Offshoring forestry and downstream processing is the by-product of supporting bills like this. They don't care. They really don't care where we get our paper and timber from or what happens to the environment over the horizon, as long as their political games are played to the best advantage possible. That's the problem. This is the same party whose leader famously spoke back in 1981 in opposition to renewable energy. Dams in Tasmania produce 100 per cent green energy which is now the envy of the nation as we transition out of coal and gas. Bob Brown, former senator and head of the Bob Brown Foundation said that coal-fired power was the best option. He doesn't believe that anymore, but it does rather prove the point around the arguments that Mr Brown and others in the green movement use. They deploy at a point in time something they think is part of the zeitgeist—popular.

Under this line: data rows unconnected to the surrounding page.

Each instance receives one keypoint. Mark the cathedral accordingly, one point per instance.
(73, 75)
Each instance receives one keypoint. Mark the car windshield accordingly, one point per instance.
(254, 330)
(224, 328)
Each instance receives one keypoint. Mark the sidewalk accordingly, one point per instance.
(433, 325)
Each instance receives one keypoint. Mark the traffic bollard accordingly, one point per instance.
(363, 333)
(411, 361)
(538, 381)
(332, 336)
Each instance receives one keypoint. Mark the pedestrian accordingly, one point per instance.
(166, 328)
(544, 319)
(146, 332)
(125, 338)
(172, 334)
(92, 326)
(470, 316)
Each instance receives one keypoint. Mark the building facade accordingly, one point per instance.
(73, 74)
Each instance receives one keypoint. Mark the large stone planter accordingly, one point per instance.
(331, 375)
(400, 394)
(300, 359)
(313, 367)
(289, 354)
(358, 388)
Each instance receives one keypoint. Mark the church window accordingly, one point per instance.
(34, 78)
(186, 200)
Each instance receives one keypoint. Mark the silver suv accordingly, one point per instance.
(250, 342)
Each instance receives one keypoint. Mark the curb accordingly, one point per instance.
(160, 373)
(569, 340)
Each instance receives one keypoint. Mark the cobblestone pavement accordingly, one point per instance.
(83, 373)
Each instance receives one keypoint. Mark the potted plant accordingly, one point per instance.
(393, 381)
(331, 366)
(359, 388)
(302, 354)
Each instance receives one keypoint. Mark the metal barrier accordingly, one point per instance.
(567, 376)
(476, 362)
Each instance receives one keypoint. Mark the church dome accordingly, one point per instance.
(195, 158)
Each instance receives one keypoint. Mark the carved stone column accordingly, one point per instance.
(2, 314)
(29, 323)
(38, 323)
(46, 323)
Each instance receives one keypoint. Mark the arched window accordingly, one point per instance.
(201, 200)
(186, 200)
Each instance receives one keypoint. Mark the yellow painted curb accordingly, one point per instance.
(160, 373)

They tap into an emotive stream in the community to get a political outcome. That political outcome, can I tell you, Acting Deputy President Sterle, is immensely destructive. It's bad for the environment, as we've just demonstrated clearly. It's bad for the economy. It's bad for climate change. There is no common sense, there is no human decency and there is no scientific basis to what they're proposing here. I implore all senators to vote against this disastrous bill.